It’s not new Thorp Schools Superintendent Andrew Perkins’ first rodeo. In fact, Perkins has family roots in the valley going back to 1872.

On the death certificate of his Native American great-great-grandfather Shadow Top, it shows he died in “Kittitas.”

“In 1872, Kittitas was Thorp,” Perkins said, who thinks his distant relative could be buried in the area. “It’s just an ironic thing, coincidental.”

Coincidental or not, Perkins himself has supplanted himself in the district, buying a house on Robinson Canyon Road and diving headfirst into the small-district superintendent position he had been looking for.

Before his career in education, Perkins was a pilot in the Air Force, then later owned and operated the Royal City newspaper for 15 years. When his wife became sick of the deadlines, he went back to Central Washington University to earn his history certification and became a history teacher 13 years ago.

While earning additional administration credits, he found himself thrust into an assessment coordinator role, which quickly led to him becoming the athletic director, then the Career Technical Education director, then the assistant to the superintendent, all within the last five years.
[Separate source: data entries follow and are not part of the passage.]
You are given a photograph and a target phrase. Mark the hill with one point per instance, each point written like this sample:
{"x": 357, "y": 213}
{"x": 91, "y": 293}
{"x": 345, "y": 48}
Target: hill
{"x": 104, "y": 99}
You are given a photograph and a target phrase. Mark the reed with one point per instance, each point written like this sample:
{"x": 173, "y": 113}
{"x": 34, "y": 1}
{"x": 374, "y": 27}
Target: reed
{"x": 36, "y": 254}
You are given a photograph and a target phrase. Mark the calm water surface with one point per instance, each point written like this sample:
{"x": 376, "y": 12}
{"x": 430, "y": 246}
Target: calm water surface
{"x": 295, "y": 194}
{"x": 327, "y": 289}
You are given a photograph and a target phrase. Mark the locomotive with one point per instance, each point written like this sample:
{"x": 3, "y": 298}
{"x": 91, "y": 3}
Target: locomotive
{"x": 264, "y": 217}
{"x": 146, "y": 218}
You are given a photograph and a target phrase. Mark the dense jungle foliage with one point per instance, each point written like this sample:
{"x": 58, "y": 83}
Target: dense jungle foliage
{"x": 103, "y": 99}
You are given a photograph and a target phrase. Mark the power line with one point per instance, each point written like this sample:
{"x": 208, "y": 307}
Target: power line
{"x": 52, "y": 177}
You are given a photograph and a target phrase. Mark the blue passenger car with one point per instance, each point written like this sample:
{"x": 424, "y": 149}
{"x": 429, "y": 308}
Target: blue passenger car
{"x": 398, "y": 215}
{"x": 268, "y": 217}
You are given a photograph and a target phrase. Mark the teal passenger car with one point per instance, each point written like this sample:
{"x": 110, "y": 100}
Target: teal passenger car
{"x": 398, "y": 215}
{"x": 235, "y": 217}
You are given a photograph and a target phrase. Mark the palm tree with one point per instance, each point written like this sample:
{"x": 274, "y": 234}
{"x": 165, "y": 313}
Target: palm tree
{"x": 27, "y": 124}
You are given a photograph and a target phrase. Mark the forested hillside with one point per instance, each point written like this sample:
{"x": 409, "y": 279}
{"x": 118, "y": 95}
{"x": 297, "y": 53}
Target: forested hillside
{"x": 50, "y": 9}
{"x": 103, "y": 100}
“I went to the superintendent school at WSU and I told the superintendent at Royal, let me go to a couple seminars see if i actually want to do this,” Perkins said. “Because if I do, I want to go to a small school district and finish out my career in education as a superintendent. Then Thorp came up just like that.”

Perkins said he was one of 18 candidates, and when they offered him the job, his answer was simple.

“I said, ‘Ya dang right,’” Perkins said.


Perkins said he is thrilled with the position Thorp is in, most of it he credits to outgoing superintendent Linda Martin and assistant principal Chris Jensen.

“I told (teachers and staff) ‘You have too good a thing going, I’m not here to change things,’” he said.

The one thing Perkins said he’d like to explore further is the development of a CTE program, which helps students apply classroom skills to real life applications, opening up a lot more opportunity.

“If you look at the small vibrant high schools statewide, they have a very vibrant CTE programs in their high schools,” Perkins said. “That retains kids and possibly even attracts kids from outside the district.”

Perkins said he was attracted to staying in a small district because he likes to be in the trenches where the action is.

“You’re with the teachers in the classrooms, in with the students, in with the athletic departments, you get to know the parents,” he said. “It’s small enough where you get to know everybody and your impact is magnified.”